Pump.fun leans towards attention, volatility, and early meme coin chips; Collector Crypt leans towards collecting, scarcity, gamified experiences, and anchoring to real assets. This is also where the focus of discussions around Solana consumer applications has shifted: income no longer solely comes from meme coin issuance, but can gradually spread to more consumption scenarios closer to real assets.

Conclusion

In the end, whether Collector Crypt's revenue is sustainable depends first on whether the demand for random card packs can be maintained. If the demand for packs remains strong, Collector Crypt's 30-day revenue might continue to approach that of Pump.fun; if the demand for random card packs cools, the recent phenomenon of Collector Crypt's revenue being highly concentrated could turn from a growth signal to a risk.

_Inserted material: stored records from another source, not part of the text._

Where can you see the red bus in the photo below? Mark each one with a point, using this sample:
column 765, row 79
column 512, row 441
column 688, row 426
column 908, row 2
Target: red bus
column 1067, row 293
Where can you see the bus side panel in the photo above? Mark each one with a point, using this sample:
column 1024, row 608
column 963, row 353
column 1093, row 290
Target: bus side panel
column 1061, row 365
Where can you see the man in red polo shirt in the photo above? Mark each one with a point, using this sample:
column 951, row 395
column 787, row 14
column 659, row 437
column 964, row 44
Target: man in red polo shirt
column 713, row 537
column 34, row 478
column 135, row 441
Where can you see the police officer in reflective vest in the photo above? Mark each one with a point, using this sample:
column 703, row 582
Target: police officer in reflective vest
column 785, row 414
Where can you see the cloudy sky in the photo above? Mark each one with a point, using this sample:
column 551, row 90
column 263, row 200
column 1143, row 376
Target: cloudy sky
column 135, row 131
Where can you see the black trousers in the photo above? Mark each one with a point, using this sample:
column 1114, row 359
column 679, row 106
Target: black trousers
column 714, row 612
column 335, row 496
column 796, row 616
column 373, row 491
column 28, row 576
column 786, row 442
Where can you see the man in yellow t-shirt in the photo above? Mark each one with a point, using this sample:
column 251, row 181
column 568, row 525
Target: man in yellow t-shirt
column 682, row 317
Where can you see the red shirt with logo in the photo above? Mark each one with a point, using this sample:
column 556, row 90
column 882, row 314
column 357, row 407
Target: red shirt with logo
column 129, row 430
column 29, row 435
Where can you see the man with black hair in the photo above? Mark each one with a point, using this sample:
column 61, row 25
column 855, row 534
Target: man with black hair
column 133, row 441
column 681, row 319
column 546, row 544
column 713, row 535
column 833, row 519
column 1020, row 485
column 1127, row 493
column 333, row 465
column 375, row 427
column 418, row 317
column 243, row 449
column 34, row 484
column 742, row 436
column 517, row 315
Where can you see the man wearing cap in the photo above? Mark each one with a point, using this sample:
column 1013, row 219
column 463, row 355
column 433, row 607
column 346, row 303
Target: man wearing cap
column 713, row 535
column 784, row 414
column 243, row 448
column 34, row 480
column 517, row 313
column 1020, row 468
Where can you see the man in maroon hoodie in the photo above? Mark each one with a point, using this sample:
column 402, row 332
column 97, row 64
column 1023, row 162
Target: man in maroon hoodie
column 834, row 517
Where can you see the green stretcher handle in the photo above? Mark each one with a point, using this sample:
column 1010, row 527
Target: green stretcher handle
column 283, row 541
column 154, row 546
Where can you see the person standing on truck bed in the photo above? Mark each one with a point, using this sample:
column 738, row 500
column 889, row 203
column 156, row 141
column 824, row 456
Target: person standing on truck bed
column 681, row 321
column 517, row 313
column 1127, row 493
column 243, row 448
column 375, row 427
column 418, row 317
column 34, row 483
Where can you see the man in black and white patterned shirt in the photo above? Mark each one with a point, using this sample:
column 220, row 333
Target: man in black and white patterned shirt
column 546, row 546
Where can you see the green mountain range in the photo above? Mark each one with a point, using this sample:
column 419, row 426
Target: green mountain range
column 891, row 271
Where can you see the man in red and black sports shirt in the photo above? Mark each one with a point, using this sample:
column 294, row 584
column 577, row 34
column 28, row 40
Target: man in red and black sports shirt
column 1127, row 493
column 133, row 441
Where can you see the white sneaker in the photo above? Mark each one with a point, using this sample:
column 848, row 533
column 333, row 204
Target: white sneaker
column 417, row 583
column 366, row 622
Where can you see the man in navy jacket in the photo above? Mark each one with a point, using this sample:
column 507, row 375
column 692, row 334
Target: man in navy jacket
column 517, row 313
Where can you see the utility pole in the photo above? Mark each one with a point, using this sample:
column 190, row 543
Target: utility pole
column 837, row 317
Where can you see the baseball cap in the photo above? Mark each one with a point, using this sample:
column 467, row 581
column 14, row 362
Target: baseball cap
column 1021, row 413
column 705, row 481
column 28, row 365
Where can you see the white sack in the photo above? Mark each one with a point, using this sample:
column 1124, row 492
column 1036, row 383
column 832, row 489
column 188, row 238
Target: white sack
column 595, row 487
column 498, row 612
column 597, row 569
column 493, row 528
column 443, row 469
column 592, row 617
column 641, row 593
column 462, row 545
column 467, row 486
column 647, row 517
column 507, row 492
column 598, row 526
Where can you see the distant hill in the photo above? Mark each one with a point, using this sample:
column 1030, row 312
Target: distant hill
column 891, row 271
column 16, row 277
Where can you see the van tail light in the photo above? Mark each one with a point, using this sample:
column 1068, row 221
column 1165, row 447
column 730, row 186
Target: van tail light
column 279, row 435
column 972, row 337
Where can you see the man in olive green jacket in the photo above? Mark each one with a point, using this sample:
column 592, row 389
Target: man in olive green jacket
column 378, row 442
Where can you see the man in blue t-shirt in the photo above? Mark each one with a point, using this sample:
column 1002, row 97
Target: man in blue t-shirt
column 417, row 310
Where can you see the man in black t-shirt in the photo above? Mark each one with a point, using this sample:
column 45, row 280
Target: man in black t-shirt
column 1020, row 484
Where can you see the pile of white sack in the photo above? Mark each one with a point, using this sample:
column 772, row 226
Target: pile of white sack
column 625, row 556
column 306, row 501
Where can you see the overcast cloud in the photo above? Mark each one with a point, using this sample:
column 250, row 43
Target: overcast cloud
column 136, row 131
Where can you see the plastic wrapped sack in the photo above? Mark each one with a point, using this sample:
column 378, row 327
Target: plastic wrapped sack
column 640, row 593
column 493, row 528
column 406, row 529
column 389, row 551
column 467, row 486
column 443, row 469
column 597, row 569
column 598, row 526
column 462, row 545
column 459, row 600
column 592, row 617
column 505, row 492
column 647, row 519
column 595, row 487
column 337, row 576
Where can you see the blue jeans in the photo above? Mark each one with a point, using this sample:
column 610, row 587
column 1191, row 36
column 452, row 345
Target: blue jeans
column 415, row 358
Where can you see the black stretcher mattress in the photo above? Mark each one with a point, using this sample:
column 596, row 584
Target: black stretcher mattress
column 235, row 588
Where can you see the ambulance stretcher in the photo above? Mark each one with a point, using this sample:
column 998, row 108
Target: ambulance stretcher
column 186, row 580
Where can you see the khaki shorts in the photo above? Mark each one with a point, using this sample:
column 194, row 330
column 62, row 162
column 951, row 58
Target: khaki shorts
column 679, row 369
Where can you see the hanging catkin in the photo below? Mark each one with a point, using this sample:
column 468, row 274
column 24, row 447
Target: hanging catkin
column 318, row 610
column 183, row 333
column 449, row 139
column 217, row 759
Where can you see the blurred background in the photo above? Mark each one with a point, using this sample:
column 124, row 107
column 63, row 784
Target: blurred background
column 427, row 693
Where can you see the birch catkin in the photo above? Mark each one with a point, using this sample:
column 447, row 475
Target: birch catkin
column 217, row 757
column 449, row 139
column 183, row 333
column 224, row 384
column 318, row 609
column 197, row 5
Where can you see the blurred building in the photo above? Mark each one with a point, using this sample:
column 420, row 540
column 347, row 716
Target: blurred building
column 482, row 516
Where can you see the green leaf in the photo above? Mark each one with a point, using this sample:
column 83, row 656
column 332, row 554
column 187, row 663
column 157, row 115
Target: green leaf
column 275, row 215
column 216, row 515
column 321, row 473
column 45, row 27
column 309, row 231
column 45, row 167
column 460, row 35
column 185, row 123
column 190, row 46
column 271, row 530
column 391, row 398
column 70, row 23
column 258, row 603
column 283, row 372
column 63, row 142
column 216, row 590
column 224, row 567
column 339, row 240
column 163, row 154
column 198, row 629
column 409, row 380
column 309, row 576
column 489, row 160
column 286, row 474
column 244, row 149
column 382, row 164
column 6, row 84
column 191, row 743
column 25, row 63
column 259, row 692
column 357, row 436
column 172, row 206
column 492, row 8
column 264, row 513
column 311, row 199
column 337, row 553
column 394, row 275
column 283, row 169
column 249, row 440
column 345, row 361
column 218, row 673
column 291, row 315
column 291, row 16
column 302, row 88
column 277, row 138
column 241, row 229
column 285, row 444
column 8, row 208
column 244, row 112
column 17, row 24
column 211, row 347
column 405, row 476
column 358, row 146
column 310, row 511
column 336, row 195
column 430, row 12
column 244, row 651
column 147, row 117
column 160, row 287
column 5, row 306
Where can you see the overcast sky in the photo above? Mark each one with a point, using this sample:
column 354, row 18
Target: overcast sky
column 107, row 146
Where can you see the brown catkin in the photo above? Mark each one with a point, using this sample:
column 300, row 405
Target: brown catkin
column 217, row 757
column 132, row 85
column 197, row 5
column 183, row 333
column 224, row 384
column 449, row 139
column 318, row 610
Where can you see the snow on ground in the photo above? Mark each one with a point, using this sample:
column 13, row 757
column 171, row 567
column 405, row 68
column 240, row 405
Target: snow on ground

Additionally, Collector Crypt's second growth variable is whether it can expand from Pokémon cards to sports cards and other collectibles. Data indicates that Pokémon cards currently dominate Collector Crypt's monthly trading volume; however, in physical card exhibitions, sports cards and Pokémon cards roughly split the sales evenly, while on-chain sports cards currently account for only 3% to 4% of Collector Crypt's $88 million monthly trading volume.

The third variable for Collector Crypt is regulatory pressure. If multiple regulatory jurisdictions begin to scrutinize the random card pack mechanism with a "blind box regulatory framework," it may slow down Collector Crypt's growth.

Therefore, under unchanged macro conditions, Pump.fun will still be a larger revenue engine, while Collector Crypt will continue to appear at the top of the Solana application revenue leaderboard. In this situation, Solana's consumer application revenue will no longer rely solely on meme coin issuance, but will gradually expand to more consumption scenarios.

The key change for Solana is not that Pump.fun has been completely replaced, but that the structure of consumer income has broadened. Pump.fun has proven that meme coin issuance can become a highly profitable consumer application on Solana; Collector Crypt has demonstrated that tokenized physical collectibles can also yield real income, real transactions, and real user behaviors.